才川夫妻の恋愛事情
「どうしようかなぁ……」
「……」
そう言った才川くんは、意地悪でもなんでもなく、ただ困っていた。お医者さんに大丈夫と言われてもやっぱり不安なようで、最近の才川くんは我慢している。と、思う。
こういうとき背中を押してあげるのは得意だ。
「逆に今のうちだと思いますけどね」
「……」
「今のうちにしっかり可愛がってくれるべきだと思います、私を」
「……っふ」
――笑った。それに満足して私も笑うと、才川くんは「うん、そうする」と言って私の額にキスをした。
そして連れていかれたベッドの中。
繋いだ両手を万歳するように枕の両端に押し付けられながら、私は彼を見上げていた。まだ朝なのにカーテンを閉め切ったせいで薄暗い部屋の中。
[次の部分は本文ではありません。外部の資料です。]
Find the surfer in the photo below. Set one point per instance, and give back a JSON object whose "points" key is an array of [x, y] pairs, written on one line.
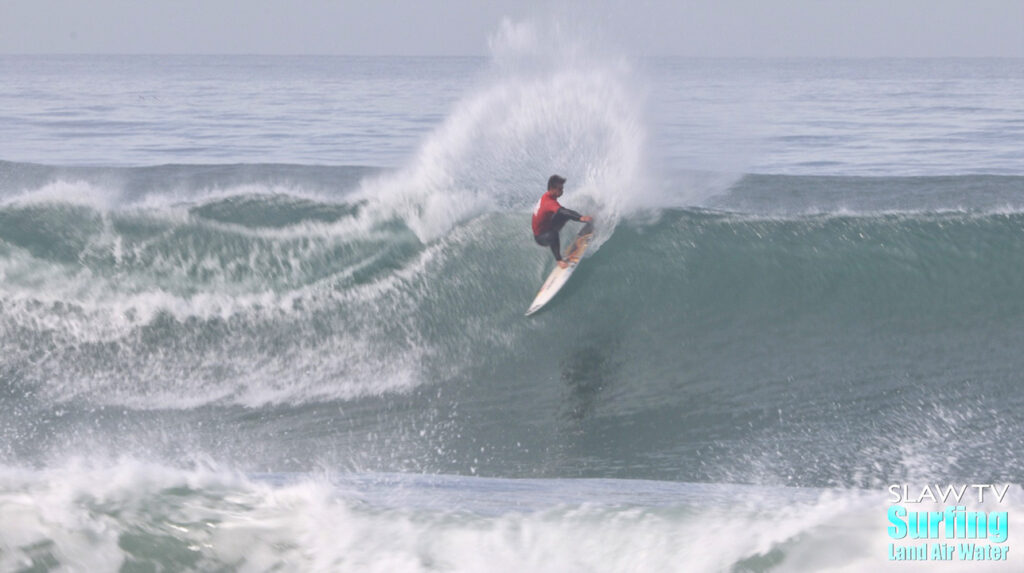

はっきりと表情がわかる。
少し緊張している。
「子どもの名前なんだけど」
そう切り出した彼の言葉を遮るように、繋がれた両手の指の間を強く握る。それに気づいて才川くんは私の言葉を待つ。
「……なに?」
「才川くん、一つすごいことを言ってもいいですか?」
「…………すごいこと?」
「私、才川くんがなんて名前つけたいかわかる気がします」
「嘘だ。それはさすがに」
「ほんとに」
「一回も言ってないんだけど」
「うん。でも自信ある。絶対あってる」
「すごいなお前」
機嫌よく笑ってついばむキスをする。